In both its content and structure, the Collaborative Humanities Initiative resonates with Brown University’s emphasis on collaborative, cross-disciplinary, and interdisciplinary approaches to research and teaching. It advances the important ways in which the humanities contribute to understanding and meeting the core challenges facing society and the world.

Collaborative Humanities Labs

Collaborative humanities labs catalyze research on topics that will benefit from combining distinct disciplinary methods to produce new and/or integrative knowledge. The labs provide an opportunity for pairs of Brown faculty members to develop and put into action robust interdisciplinary teaching, programming, and publication plans.

In the Curriculum

The institute enriches Brown’s curriculum with new research-based, team-taught courses. The doctoral certificate in collaborative humanities promotes forms of cross-disciplinary and community oriented work toward the most challenging questions facing humanities research today.

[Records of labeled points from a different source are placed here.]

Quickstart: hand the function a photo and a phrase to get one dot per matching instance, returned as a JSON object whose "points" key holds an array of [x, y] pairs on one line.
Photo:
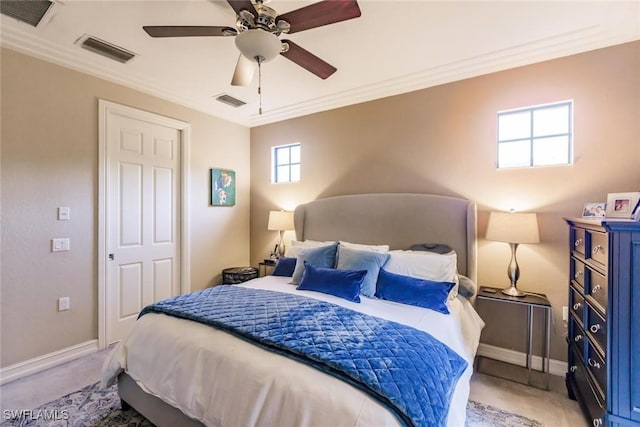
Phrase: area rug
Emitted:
{"points": [[95, 406]]}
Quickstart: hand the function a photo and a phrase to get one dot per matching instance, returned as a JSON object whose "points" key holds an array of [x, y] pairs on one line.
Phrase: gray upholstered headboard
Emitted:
{"points": [[397, 219]]}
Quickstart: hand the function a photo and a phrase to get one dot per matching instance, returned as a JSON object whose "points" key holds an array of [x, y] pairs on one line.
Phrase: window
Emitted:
{"points": [[535, 136], [285, 160]]}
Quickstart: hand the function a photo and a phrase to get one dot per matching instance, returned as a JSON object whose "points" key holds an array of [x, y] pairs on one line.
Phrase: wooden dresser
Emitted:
{"points": [[604, 320]]}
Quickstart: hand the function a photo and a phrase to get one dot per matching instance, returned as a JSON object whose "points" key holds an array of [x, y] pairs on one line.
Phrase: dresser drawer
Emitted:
{"points": [[597, 289], [596, 328], [593, 402], [597, 366], [577, 270], [576, 304], [577, 240], [599, 247], [579, 337]]}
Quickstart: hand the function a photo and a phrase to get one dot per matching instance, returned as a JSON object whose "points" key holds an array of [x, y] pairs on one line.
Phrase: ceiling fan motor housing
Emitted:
{"points": [[258, 45]]}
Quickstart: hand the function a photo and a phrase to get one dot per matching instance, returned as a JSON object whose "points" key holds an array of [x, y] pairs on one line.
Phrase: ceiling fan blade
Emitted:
{"points": [[244, 72], [323, 13], [239, 5], [308, 60], [185, 31]]}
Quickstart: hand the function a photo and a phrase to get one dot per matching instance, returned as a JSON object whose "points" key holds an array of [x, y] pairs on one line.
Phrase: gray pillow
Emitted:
{"points": [[438, 248]]}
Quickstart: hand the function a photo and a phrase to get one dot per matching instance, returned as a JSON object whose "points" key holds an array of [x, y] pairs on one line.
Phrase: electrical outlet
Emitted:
{"points": [[60, 244], [64, 304]]}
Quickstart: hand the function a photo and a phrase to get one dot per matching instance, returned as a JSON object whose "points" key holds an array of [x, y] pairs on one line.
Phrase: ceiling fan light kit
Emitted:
{"points": [[258, 28]]}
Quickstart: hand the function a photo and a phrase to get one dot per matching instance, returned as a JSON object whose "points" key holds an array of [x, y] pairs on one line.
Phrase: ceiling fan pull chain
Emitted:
{"points": [[259, 85]]}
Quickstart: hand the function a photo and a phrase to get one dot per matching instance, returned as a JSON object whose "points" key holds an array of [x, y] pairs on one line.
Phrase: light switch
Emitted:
{"points": [[64, 213], [60, 244]]}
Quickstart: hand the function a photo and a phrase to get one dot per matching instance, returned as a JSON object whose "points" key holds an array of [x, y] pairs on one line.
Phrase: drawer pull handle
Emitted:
{"points": [[594, 363]]}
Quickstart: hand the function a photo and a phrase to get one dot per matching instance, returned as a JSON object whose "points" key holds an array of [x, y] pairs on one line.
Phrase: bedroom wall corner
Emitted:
{"points": [[49, 150]]}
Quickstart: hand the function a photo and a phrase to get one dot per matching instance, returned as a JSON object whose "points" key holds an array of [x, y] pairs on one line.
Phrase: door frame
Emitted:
{"points": [[105, 110]]}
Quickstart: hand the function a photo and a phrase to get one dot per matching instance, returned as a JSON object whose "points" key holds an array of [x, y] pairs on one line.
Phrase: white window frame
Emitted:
{"points": [[275, 179], [531, 139]]}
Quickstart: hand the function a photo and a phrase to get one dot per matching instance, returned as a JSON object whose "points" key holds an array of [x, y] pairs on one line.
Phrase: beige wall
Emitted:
{"points": [[50, 159], [442, 140]]}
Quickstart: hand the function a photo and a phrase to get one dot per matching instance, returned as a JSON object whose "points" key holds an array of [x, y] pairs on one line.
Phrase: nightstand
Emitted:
{"points": [[235, 275], [531, 301], [265, 266]]}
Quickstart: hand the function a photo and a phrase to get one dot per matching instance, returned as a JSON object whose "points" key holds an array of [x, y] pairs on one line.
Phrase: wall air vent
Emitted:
{"points": [[230, 100], [30, 12], [104, 48]]}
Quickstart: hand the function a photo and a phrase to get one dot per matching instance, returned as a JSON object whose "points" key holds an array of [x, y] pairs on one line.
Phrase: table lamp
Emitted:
{"points": [[513, 228], [280, 221]]}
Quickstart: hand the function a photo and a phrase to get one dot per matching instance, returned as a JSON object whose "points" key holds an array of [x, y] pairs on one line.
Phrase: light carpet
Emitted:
{"points": [[100, 407]]}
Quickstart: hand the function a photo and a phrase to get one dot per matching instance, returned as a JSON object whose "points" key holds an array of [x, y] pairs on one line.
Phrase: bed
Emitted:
{"points": [[178, 372]]}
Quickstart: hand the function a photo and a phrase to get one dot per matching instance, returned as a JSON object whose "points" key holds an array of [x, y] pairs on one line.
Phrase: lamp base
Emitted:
{"points": [[513, 292]]}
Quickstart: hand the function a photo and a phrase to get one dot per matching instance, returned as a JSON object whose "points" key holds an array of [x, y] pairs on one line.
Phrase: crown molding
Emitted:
{"points": [[559, 45]]}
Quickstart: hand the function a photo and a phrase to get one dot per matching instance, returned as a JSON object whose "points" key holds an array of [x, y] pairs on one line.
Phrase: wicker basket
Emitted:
{"points": [[234, 275]]}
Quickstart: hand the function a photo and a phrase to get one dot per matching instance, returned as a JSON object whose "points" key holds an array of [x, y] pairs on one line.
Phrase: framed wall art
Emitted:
{"points": [[223, 187], [623, 205]]}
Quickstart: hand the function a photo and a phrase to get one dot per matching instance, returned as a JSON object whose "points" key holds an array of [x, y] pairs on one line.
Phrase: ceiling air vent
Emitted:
{"points": [[104, 48], [230, 100], [30, 12]]}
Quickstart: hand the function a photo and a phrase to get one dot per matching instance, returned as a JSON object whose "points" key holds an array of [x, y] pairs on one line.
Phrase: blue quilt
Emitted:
{"points": [[407, 370]]}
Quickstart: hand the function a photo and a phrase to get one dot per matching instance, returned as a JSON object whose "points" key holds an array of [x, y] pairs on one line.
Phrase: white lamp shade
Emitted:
{"points": [[513, 227], [280, 221], [258, 43]]}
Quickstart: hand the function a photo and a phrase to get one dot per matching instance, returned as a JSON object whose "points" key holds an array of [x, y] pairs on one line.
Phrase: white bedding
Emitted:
{"points": [[221, 380]]}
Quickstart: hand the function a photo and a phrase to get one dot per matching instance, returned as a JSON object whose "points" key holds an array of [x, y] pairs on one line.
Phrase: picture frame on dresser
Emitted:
{"points": [[623, 205], [594, 210]]}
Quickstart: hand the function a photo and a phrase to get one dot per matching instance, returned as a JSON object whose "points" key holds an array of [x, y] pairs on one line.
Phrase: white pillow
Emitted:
{"points": [[425, 265], [361, 247], [296, 245]]}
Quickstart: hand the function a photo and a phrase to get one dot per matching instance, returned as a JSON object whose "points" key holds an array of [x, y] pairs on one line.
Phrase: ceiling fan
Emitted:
{"points": [[258, 30]]}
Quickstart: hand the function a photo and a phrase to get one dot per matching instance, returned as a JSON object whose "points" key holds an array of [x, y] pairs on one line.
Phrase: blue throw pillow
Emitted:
{"points": [[414, 291], [319, 256], [355, 259], [284, 267], [340, 283]]}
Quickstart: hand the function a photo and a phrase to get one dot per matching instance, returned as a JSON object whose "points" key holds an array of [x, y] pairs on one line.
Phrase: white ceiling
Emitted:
{"points": [[394, 47]]}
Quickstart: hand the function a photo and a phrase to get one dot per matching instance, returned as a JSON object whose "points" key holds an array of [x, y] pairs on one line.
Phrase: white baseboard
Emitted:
{"points": [[556, 367], [41, 363]]}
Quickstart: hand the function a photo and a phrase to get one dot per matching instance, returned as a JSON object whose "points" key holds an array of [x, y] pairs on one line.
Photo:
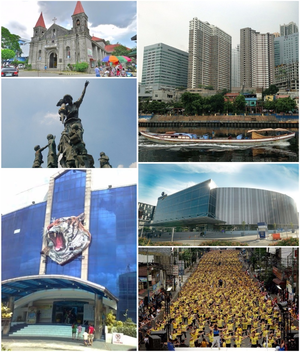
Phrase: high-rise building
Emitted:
{"points": [[164, 67], [287, 29], [235, 67], [256, 59], [209, 56], [286, 52], [286, 49]]}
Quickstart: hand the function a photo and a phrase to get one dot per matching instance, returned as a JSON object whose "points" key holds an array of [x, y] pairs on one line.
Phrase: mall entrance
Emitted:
{"points": [[68, 312]]}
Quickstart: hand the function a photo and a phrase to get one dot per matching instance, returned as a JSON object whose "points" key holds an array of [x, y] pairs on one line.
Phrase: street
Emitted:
{"points": [[194, 239], [221, 304]]}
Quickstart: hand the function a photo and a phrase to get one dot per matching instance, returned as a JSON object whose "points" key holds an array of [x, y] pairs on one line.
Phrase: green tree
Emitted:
{"points": [[10, 41], [272, 90], [120, 50], [7, 54], [285, 104]]}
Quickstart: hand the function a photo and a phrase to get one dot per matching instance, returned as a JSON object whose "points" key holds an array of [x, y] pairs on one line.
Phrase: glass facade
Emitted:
{"points": [[193, 202], [68, 200], [235, 205], [113, 248], [22, 232]]}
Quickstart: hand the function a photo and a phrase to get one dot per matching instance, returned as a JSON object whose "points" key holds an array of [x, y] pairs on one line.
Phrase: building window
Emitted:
{"points": [[68, 52]]}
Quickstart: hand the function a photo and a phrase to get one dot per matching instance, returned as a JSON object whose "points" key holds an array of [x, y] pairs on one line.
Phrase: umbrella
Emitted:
{"points": [[123, 59], [113, 59]]}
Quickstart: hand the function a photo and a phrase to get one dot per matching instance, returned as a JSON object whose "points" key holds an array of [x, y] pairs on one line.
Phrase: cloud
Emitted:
{"points": [[133, 165], [49, 118]]}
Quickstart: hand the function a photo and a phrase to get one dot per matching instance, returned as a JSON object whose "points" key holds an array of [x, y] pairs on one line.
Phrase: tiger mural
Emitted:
{"points": [[66, 238]]}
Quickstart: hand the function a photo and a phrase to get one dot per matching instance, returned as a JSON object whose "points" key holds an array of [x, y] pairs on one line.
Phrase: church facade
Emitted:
{"points": [[58, 47]]}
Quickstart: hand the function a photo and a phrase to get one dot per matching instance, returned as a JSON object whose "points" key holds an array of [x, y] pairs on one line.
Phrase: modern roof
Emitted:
{"points": [[23, 286], [41, 22], [78, 8]]}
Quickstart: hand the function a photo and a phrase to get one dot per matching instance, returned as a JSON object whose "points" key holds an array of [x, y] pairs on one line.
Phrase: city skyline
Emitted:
{"points": [[174, 30], [172, 178]]}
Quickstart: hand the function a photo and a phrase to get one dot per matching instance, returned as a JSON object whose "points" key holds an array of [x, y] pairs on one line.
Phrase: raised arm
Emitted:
{"points": [[79, 101]]}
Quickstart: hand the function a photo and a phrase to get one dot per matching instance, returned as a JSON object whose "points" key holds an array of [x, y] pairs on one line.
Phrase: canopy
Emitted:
{"points": [[22, 286]]}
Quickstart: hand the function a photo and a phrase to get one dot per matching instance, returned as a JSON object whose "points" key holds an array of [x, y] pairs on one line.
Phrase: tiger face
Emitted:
{"points": [[66, 238]]}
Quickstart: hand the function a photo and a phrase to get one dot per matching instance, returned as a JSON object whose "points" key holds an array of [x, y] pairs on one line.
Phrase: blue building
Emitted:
{"points": [[73, 256]]}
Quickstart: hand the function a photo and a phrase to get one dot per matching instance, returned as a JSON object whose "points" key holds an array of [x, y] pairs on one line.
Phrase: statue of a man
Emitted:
{"points": [[38, 158], [69, 110], [52, 157], [104, 161], [69, 115]]}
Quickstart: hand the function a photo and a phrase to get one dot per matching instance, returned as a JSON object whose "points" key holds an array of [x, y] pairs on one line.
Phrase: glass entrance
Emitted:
{"points": [[68, 312]]}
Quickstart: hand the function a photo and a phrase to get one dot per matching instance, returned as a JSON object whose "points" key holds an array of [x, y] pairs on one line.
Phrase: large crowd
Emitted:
{"points": [[220, 305]]}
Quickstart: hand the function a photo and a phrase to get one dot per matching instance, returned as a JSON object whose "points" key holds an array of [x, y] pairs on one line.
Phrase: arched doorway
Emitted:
{"points": [[53, 60]]}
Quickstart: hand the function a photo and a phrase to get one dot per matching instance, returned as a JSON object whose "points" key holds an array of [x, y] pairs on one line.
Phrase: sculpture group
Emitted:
{"points": [[71, 149]]}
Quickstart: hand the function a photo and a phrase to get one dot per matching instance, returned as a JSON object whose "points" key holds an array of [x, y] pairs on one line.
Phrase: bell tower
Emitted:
{"points": [[40, 28], [80, 20]]}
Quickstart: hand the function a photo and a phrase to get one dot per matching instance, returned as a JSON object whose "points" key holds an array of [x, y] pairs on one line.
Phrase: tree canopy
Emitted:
{"points": [[10, 41], [7, 54]]}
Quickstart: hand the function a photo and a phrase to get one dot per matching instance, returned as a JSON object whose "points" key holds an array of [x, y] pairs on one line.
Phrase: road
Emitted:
{"points": [[193, 238], [49, 73], [52, 73]]}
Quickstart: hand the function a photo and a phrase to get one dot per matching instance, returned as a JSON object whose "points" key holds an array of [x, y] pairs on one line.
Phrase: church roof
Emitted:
{"points": [[40, 22], [78, 8], [96, 39]]}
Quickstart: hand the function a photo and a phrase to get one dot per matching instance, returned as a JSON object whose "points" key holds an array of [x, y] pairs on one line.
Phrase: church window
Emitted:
{"points": [[68, 52]]}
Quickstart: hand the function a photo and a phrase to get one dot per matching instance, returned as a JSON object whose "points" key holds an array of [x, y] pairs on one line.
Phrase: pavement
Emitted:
{"points": [[250, 238], [54, 73], [57, 344]]}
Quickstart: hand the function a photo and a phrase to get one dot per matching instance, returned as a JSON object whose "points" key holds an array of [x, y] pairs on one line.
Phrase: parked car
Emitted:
{"points": [[9, 72]]}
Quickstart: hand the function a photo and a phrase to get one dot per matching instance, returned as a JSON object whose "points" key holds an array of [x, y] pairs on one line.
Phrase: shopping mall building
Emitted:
{"points": [[204, 204], [71, 257]]}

Events and seminars foster an expanded sense of intellectual community for scholars and students dedicated to thinking together across disciplines, frameworks, and locations.

Cogut Collaborative Humanities Fellowship

The fellowship supports doctoral students at any stage of their pursuit of the doctoral certificate in collaborative humanities.
Doctoral students hold the fellowship in the third, fourth, or fifth year of their Ph.D. program and at any stage of their pursuit of the doctoral certificate.